Laut aktuellen Medienberichten existieren beim Aufnahmeprogramm für afghanische Ortskräfte und besonders gefährdete Personen gravierende Sicherheitsrisiken. Insider berichten von einer regelrechten Industrie gefälschter Dokumente in Kabul. "An der Straße in Kabul bekommen Sie Papiere für alles Mögliche", heißt es in einem der Berichte. Diese Aussage wirft Fragen zur Überprüfbarkeit der Identitäten von Antragstellern auf.
Die grüne Außenministerin Annalena Baerbock hatte das Aufnahmeprogramm als humanitäre Verpflichtung Deutschlands bezeichnet. Besonders Menschen, die sich für Demokratie und Frauenrechte eingesetzt hatten, sollten nach der Taliban-Machtübernahme Schutz in Deutschland finden. Doch nun steht das Programm unter dem Verdacht, nicht ausreichend gegen Betrug und Missbrauch abgesichert zu sein.
Kritiker bezeichnen das Verfahren sogar als "staatlich organisierte Schleusung". Die Überprüfung der Identitäten und Gefährdungslagen sei mangelhaft. Besonders problematisch: Nachdem die Taliban die Macht übernommen haben, ist eine Verifizierung von Dokumenten vor Ort praktisch unmöglich geworden. Deutsche Behörden müssen sich auf Angaben verlassen, die kaum unabhängig bestätigt werden können.

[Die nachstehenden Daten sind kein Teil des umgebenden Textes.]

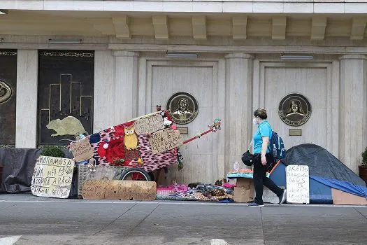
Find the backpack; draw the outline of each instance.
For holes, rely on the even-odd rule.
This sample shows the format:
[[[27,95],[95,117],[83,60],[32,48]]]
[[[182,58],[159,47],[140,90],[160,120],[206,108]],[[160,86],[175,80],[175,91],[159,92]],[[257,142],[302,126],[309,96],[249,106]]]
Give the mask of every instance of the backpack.
[[[274,131],[271,134],[271,139],[269,140],[268,148],[276,162],[285,158],[286,150],[283,139]]]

Besonders brisant sind Berichte über einen florierenden Schwarzmarkt für gefälschte Dokumente in Afghanistan. Gegen Bezahlung können offenbar Bescheinigungen über eine angebliche Tätigkeit für deutsche Organisationen oder über politische Verfolgung erlangt werden. Dies untergräbt die Glaubwürdigkeit des gesamten Programms und könnte dazu führen, dass tatsächlich bedrohte Personen weniger Chancen haben.
Für Annalena Baerbock könnten diese Enthüllungen politisch heikel werden. Das Auswärtige Amt steht nun unter Druck, die Sicherheitsmechanismen zu überprüfen und nachzubessern. Gleichzeitig bleibt die humanitäre Verpflichtung bestehen, tatsächlich gefährdeten Afghanen zu helfen. Eine Gratwanderung, die die deutsche Außenpolitik vor eine erhebliche Herausforderung stellt.
Sicherheitsexperten und Oppositionspolitiker verlangen eine grundlegende Überarbeitung des Aufnahmeverfahrens. Die Bundesregierung müsse sicherstellen, dass nur tatsächlich bedrohte Personen aufgenommen werden. Gleichzeitig dürfe die Hilfe für wirklich gefährdete Menschen nicht eingestellt werden. Ein Balanceakt, der eine differenzierte Herangehensweise erfordert.
Das Auswärtige Amt unter Leitung von Annalena Baerbock hat bisher keine umfassende Stellungnahme zu den Vorwürfen abgegeben. Experten erwarten jedoch, dass die Überprüfungsmechanismen verschärft werden könnten. Die grundsätzliche Ausrichtung des Programms steht allerdings nicht zur Debatte - Deutschland will weiterhin seiner humanitären Verantwortung gerecht werden.